All the phantoms opened their creaking mouths and spoke, still not quite in synch, in the brittle voice of the Withered Lord. Your compel magic means nothing to me. You cannot touch me.
“Speak to me! Where is Lisbeth?” Rayner swept his blade toward the phantoms, meeting no resistance, but he swiped it again anyway. “What have you done with her?”
I am shielding her from you.
“Why?”
Because you vampires and your arrogance and your insistent affection for one stupid girl is annoying. Because I can. Because I feed off of your misery, and there is nothing more delicious than toying with all of your affections…
“At least come out here and fight me with your corporeal form!” Rayner growled.
The Withered Lord’s phantoms lifted their hands and shot cold fire at Rayner, his clothes burning away and then the flesh of his chest singeing as he screamed.
Silvus threw up shielding spells while Montague moved away from me and toward them to help. I saw Harris’ brow furrow.
Rayner collapsed to his knees, hissing with pain. “Don’t touch me.”
Harris moved forward a step, but then hesitated.
“What is it?” Firian asked.
“He hasn’t shown his true form yet. Would it work?”
I knew he meant the grail water. “But he can hurt us with these ghost creatures, so why would he ever show his true form?” I whispered.
“This really is a boss battle,” Firian said. “Charlotte, you’ve been training for this al
l your life.”
Meanwhile, the Withered Lord wasted no time swooping around Ignatius with the cold phantom fingers of his three illusionary forms. You know, Ignatius, the more time I spent with you, the more I like you. You smell like ambition. Like Emily.

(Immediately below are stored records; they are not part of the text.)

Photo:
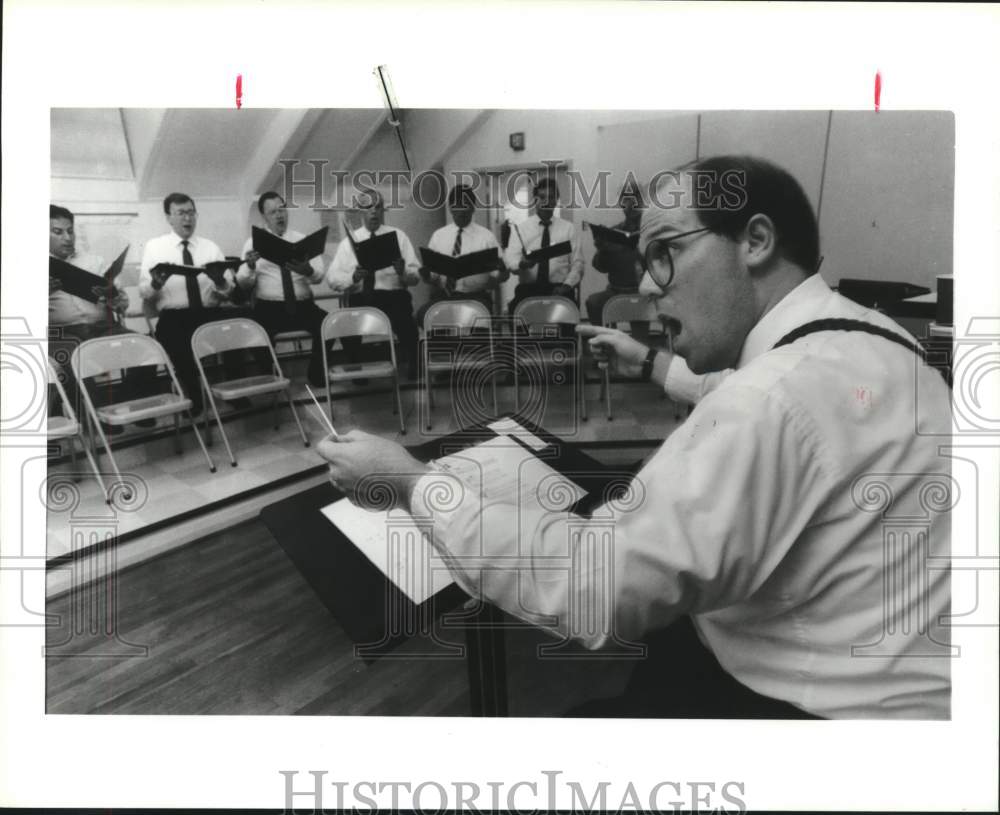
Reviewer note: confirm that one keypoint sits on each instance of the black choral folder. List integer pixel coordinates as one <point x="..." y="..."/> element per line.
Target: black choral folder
<point x="279" y="251"/>
<point x="376" y="252"/>
<point x="359" y="596"/>
<point x="460" y="266"/>
<point x="618" y="237"/>
<point x="215" y="269"/>
<point x="80" y="283"/>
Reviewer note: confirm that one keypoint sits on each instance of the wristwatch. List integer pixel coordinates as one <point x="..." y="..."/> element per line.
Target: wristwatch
<point x="647" y="365"/>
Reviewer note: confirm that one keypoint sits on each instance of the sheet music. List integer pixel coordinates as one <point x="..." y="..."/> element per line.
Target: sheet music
<point x="393" y="541"/>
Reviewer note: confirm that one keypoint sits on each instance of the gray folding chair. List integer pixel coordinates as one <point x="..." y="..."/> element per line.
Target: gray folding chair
<point x="68" y="426"/>
<point x="456" y="320"/>
<point x="103" y="355"/>
<point x="538" y="316"/>
<point x="232" y="335"/>
<point x="630" y="308"/>
<point x="370" y="323"/>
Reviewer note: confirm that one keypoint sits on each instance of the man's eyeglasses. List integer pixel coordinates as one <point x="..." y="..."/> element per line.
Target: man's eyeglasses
<point x="659" y="259"/>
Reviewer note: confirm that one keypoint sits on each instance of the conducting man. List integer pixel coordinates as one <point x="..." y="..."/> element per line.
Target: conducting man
<point x="759" y="549"/>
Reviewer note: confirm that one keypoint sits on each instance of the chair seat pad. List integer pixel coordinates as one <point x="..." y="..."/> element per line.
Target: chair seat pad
<point x="60" y="427"/>
<point x="248" y="386"/>
<point x="362" y="370"/>
<point x="148" y="407"/>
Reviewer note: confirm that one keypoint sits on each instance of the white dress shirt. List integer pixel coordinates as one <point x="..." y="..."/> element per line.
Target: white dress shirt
<point x="340" y="276"/>
<point x="68" y="309"/>
<point x="168" y="249"/>
<point x="475" y="238"/>
<point x="567" y="269"/>
<point x="764" y="516"/>
<point x="267" y="275"/>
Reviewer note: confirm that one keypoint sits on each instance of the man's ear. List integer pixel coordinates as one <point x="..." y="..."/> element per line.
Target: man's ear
<point x="761" y="241"/>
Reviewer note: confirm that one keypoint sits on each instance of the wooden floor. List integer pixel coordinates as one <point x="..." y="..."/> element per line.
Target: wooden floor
<point x="226" y="625"/>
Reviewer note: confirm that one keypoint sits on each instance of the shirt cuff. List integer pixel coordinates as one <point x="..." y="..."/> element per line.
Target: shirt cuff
<point x="680" y="383"/>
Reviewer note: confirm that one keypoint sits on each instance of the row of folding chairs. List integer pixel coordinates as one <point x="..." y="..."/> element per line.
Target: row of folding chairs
<point x="534" y="319"/>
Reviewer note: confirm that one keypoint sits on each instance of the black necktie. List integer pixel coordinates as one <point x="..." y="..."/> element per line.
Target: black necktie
<point x="543" y="266"/>
<point x="369" y="286"/>
<point x="288" y="290"/>
<point x="191" y="280"/>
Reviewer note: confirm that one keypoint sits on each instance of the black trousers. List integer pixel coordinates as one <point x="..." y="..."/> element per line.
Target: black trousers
<point x="398" y="307"/>
<point x="682" y="679"/>
<point x="174" y="330"/>
<point x="274" y="316"/>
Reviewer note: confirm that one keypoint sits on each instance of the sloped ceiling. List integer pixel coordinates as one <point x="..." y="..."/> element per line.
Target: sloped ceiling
<point x="204" y="152"/>
<point x="89" y="143"/>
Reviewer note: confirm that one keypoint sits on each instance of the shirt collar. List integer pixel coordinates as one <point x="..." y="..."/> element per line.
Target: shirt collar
<point x="808" y="301"/>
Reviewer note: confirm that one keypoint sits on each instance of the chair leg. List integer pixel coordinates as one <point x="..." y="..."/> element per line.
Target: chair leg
<point x="72" y="456"/>
<point x="114" y="464"/>
<point x="295" y="415"/>
<point x="93" y="466"/>
<point x="205" y="426"/>
<point x="197" y="435"/>
<point x="606" y="386"/>
<point x="399" y="406"/>
<point x="177" y="434"/>
<point x="222" y="432"/>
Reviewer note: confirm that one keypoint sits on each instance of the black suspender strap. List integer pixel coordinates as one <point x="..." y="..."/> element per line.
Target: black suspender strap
<point x="842" y="324"/>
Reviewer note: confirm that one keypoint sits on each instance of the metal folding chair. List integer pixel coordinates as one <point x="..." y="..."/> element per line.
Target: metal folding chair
<point x="629" y="308"/>
<point x="456" y="321"/>
<point x="370" y="323"/>
<point x="232" y="335"/>
<point x="68" y="426"/>
<point x="103" y="355"/>
<point x="534" y="319"/>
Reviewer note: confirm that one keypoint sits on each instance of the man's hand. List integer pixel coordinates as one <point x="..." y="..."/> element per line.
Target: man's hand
<point x="615" y="348"/>
<point x="382" y="469"/>
<point x="299" y="267"/>
<point x="120" y="302"/>
<point x="157" y="277"/>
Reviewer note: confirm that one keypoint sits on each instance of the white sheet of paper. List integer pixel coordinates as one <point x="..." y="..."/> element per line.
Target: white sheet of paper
<point x="392" y="540"/>
<point x="508" y="427"/>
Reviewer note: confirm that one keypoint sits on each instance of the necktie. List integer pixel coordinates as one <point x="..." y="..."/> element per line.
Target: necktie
<point x="369" y="286"/>
<point x="288" y="291"/>
<point x="543" y="266"/>
<point x="456" y="250"/>
<point x="191" y="280"/>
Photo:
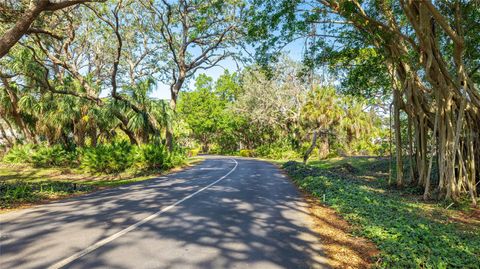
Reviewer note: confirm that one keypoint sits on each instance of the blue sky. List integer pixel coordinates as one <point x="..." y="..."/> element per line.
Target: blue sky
<point x="294" y="50"/>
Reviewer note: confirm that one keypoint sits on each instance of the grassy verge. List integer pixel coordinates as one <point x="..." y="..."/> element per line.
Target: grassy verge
<point x="24" y="185"/>
<point x="408" y="232"/>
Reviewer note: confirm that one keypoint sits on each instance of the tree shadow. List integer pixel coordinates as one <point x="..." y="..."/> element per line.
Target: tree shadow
<point x="253" y="218"/>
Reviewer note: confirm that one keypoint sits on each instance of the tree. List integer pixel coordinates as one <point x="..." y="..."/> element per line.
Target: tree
<point x="203" y="111"/>
<point x="24" y="17"/>
<point x="197" y="35"/>
<point x="430" y="53"/>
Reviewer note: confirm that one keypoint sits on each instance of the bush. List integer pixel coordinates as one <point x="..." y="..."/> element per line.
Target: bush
<point x="246" y="153"/>
<point x="279" y="150"/>
<point x="19" y="154"/>
<point x="406" y="236"/>
<point x="41" y="155"/>
<point x="151" y="156"/>
<point x="21" y="191"/>
<point x="108" y="158"/>
<point x="54" y="156"/>
<point x="193" y="152"/>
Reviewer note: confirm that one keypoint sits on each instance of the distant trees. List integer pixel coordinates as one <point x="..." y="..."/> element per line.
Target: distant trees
<point x="105" y="57"/>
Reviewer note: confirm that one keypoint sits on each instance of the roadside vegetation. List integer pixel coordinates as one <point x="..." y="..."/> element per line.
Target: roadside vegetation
<point x="398" y="80"/>
<point x="409" y="232"/>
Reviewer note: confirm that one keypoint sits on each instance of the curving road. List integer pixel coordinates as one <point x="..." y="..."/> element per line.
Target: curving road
<point x="222" y="213"/>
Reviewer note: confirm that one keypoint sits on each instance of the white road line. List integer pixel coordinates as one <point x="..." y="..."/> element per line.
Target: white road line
<point x="132" y="227"/>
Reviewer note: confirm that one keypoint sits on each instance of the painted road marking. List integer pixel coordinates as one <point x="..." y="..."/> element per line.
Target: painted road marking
<point x="132" y="227"/>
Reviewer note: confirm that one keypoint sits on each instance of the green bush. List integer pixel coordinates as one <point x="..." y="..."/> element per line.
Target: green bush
<point x="41" y="155"/>
<point x="108" y="158"/>
<point x="193" y="152"/>
<point x="404" y="234"/>
<point x="246" y="153"/>
<point x="19" y="154"/>
<point x="151" y="156"/>
<point x="21" y="191"/>
<point x="279" y="150"/>
<point x="53" y="156"/>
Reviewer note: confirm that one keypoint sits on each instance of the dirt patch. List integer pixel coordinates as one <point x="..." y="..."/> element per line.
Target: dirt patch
<point x="343" y="250"/>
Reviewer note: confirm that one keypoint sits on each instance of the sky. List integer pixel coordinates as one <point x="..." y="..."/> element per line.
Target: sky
<point x="294" y="50"/>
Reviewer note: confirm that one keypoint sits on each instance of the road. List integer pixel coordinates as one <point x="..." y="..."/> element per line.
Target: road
<point x="221" y="213"/>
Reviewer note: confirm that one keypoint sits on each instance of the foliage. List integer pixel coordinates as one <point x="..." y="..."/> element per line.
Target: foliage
<point x="279" y="150"/>
<point x="405" y="235"/>
<point x="12" y="193"/>
<point x="151" y="156"/>
<point x="41" y="155"/>
<point x="107" y="158"/>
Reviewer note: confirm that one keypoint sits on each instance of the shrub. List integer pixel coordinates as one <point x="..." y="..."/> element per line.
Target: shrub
<point x="51" y="156"/>
<point x="246" y="153"/>
<point x="41" y="155"/>
<point x="406" y="236"/>
<point x="22" y="191"/>
<point x="193" y="152"/>
<point x="108" y="158"/>
<point x="279" y="150"/>
<point x="19" y="154"/>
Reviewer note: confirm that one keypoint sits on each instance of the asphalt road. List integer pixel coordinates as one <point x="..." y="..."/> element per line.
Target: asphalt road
<point x="222" y="213"/>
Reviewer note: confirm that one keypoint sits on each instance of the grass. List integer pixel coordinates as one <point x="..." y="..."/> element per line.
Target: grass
<point x="22" y="185"/>
<point x="408" y="232"/>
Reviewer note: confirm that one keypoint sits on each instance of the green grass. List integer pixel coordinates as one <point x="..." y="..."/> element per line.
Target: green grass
<point x="20" y="185"/>
<point x="409" y="233"/>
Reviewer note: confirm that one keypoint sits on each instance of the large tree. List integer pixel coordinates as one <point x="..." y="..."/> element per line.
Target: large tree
<point x="431" y="52"/>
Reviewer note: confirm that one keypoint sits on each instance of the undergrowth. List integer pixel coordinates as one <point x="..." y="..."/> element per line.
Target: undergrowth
<point x="404" y="234"/>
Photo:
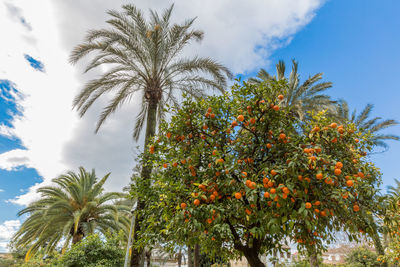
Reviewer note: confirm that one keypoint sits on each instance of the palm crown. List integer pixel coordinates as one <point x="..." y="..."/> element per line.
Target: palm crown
<point x="69" y="211"/>
<point x="304" y="97"/>
<point x="367" y="124"/>
<point x="144" y="57"/>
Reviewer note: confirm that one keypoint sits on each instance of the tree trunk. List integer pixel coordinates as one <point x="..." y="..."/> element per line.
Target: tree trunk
<point x="252" y="258"/>
<point x="197" y="255"/>
<point x="179" y="258"/>
<point x="314" y="260"/>
<point x="190" y="259"/>
<point x="148" y="258"/>
<point x="151" y="123"/>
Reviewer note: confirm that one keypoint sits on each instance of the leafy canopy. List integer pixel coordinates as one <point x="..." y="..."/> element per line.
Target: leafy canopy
<point x="238" y="173"/>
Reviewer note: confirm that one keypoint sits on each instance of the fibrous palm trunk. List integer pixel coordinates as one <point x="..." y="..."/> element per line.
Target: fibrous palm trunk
<point x="151" y="123"/>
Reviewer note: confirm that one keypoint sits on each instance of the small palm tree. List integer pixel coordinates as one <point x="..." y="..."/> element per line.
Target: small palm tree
<point x="75" y="207"/>
<point x="366" y="124"/>
<point x="302" y="98"/>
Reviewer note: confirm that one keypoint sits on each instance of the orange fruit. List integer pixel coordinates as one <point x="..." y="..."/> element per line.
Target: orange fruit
<point x="253" y="185"/>
<point x="339" y="165"/>
<point x="337" y="172"/>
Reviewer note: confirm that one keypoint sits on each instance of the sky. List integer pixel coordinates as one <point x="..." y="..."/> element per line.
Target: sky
<point x="354" y="43"/>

“I am not joining you,” Ignatius said. “I would rather die.”
I could arrange that.
“Wait—no,” I said.
“Ignatius? Charlotte?”
I heard my mom’s voice emerging from behind the phantoms, and I felt faintly dizzy as I saw their ghostly forms part. She walked toward me. She looked…normal. Human. She was gorgeous, too. I could see why Dad idolized her. I never looked that put together and sophisticated, but…I saw the family resemblance. It was so weird, seeing so much of me in another woman. She had on a black trench and, no kidding, skintight gold pants. Mom showed up to the battle in skintight gold pants. Fucking rock star. Her hair was past her shoulders, thick auburn, with some light curl mine didn’t have.
“Mom?” I felt choked. “Mom…”
She held out her hands. “I want you here, little goblin. You and Firian.”
She seemed more mellow than when I summoned her. Kind of sad. I didn’t know what to say at first. I wanted to hug her and talk to her like she was normal, but she was working for a demon who took pleasure in killing people.
“I can’t be here, Mom,” I said. “I already told you that.”
“But now you have friends here,” she said. “I would teach you everything I know. No one would ever hurt you or control you again.”
“Do you realize this demon killed your cousin?”
“Y—yes.” Some tears formed in her eyes although her face was resolute.
“Emily,” the Withered Lord said, speaking from just one phantom now, instead of the multi-voice-stereo-effect thing he had going on before. He was more gentle with her, but it was just as terrifying, especially since the voice was coming from this dead-eyed ghost. “You know the bargain.”